Delayed materialization of the full result set and CRC/Hash-style diff check

I struggled with coming up with the subject line for this one, so please
bare with me.

We have when searching, historically returned all result IDs from our
Lucene based search infrastructure. Yes, NOT a good idea we have copped
some interesting performance characteristics and had to do some heavy
internal Lucene customization/forking to make it work, but let me explain
the 'rationale'.

If we have a feature to perform a search, we generally only need to display:

  • total hits

  • Result 1-X based on a page size
  • Perhaps hold a few pages of results, and then show a "More" button or
    something (hopefully no-one is silly to want to go to result # million..)

That's fine, usual use case. Then when a user may wish to export these
results to some external mechanism (classic: Excel), we do need to
materialize the whole result set. Now, the _scan API is there, but doesn't
support the sorting, and we need to maintain the sort for the export to
Excel. The scrolling mechanism allows us to do that, but I'm wondering
about the consistency level between each scroll iteration.

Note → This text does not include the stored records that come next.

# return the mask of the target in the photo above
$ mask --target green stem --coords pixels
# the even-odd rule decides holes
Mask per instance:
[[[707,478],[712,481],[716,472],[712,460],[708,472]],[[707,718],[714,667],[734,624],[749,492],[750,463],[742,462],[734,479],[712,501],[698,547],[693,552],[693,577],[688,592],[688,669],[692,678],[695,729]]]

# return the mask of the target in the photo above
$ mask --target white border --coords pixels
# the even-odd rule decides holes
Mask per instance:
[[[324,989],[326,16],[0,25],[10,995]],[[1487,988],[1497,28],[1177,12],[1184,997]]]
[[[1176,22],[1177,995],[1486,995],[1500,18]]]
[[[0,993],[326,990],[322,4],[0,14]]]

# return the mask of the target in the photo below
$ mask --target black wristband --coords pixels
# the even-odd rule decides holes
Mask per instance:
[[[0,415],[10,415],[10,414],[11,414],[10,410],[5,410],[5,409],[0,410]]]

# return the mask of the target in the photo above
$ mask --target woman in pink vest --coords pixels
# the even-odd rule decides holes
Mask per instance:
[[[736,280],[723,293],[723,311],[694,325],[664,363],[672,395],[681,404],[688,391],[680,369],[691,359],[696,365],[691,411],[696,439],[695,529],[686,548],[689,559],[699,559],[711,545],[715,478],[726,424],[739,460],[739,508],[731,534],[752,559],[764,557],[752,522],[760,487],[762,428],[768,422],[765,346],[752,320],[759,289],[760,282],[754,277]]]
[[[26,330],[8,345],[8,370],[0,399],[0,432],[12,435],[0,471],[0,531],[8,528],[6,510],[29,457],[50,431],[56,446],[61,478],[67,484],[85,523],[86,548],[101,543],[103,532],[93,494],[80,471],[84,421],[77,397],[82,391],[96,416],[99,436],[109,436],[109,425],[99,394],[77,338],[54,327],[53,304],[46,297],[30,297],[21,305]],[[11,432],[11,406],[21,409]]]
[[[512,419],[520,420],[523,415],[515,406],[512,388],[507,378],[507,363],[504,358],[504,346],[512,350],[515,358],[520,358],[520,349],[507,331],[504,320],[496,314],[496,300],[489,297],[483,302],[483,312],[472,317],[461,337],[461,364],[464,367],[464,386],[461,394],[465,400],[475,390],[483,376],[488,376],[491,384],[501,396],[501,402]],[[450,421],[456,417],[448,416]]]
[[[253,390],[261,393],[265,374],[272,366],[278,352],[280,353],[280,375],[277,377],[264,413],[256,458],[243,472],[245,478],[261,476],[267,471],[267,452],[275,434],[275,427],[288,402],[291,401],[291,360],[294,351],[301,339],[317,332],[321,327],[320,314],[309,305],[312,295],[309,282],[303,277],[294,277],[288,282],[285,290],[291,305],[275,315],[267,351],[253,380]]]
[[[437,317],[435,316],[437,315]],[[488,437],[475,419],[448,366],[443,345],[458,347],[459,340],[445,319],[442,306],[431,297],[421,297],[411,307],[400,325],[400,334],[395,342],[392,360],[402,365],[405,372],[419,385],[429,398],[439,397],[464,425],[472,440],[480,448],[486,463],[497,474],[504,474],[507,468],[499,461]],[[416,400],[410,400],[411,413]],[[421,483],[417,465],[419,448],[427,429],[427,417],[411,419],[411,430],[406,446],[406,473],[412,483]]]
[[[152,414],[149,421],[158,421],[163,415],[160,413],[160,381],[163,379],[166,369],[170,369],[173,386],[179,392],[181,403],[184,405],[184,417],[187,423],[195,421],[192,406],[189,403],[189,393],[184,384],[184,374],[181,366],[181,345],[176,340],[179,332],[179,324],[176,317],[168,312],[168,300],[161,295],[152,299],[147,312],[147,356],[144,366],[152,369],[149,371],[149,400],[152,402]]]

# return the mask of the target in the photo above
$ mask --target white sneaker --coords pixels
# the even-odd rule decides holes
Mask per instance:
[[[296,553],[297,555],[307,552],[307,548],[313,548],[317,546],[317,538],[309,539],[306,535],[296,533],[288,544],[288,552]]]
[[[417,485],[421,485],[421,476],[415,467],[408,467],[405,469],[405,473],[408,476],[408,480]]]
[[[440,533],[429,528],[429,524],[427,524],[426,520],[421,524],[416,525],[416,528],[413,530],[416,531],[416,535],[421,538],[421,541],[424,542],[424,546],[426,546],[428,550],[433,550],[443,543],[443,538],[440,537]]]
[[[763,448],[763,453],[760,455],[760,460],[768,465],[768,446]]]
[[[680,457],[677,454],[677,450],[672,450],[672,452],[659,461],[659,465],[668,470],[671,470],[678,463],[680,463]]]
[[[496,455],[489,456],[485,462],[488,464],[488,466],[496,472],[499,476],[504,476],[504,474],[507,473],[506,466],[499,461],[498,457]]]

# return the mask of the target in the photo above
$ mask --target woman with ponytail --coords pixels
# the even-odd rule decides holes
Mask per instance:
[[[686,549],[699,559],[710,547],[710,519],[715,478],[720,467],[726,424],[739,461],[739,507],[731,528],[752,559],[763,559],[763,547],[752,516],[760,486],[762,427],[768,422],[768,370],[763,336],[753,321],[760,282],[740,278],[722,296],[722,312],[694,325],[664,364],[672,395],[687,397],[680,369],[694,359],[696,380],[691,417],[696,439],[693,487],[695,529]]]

The right way to do this would be to only materialize the whole resultset
when you need to do the Excel, HOWEVER, this introduces a latency between
the original search result, and the one that is done for the export,
resulting in differing results between the two if there's a high update rate
(our problem).

What I would like to be able to do is actually compute a Hash of the result
for the 'top results' based on the id's and then when exporting, compute the
hash again, and if the hash is different you know you have a difference
between the original and the export. I'd like to be able to show our
customers a little note "Warning: These results may be different from when
you first searched".

Perhaps I need to convince the Product Owners to just suck this one up and
we'll assume that any export the results may have differed. I guess if we
can determine that they haven't, the customer can have more confidence. In
our cases this can be important for their decision making (won't bore you
with the details).

I was thinking, that maybe, the mvel script stuff could be used to compute
some sort of hash and returned with the results.. ? Is that practical? Is
it crazy? Is there another smarter way of handling that ?

thanks,

Paul

First, regarding scrolling. When you scroll, a point in time (the first
scroll) view is "created", so as you scroll, you keep scrolling against the
same view of the data. If things change, then they won't be reflected.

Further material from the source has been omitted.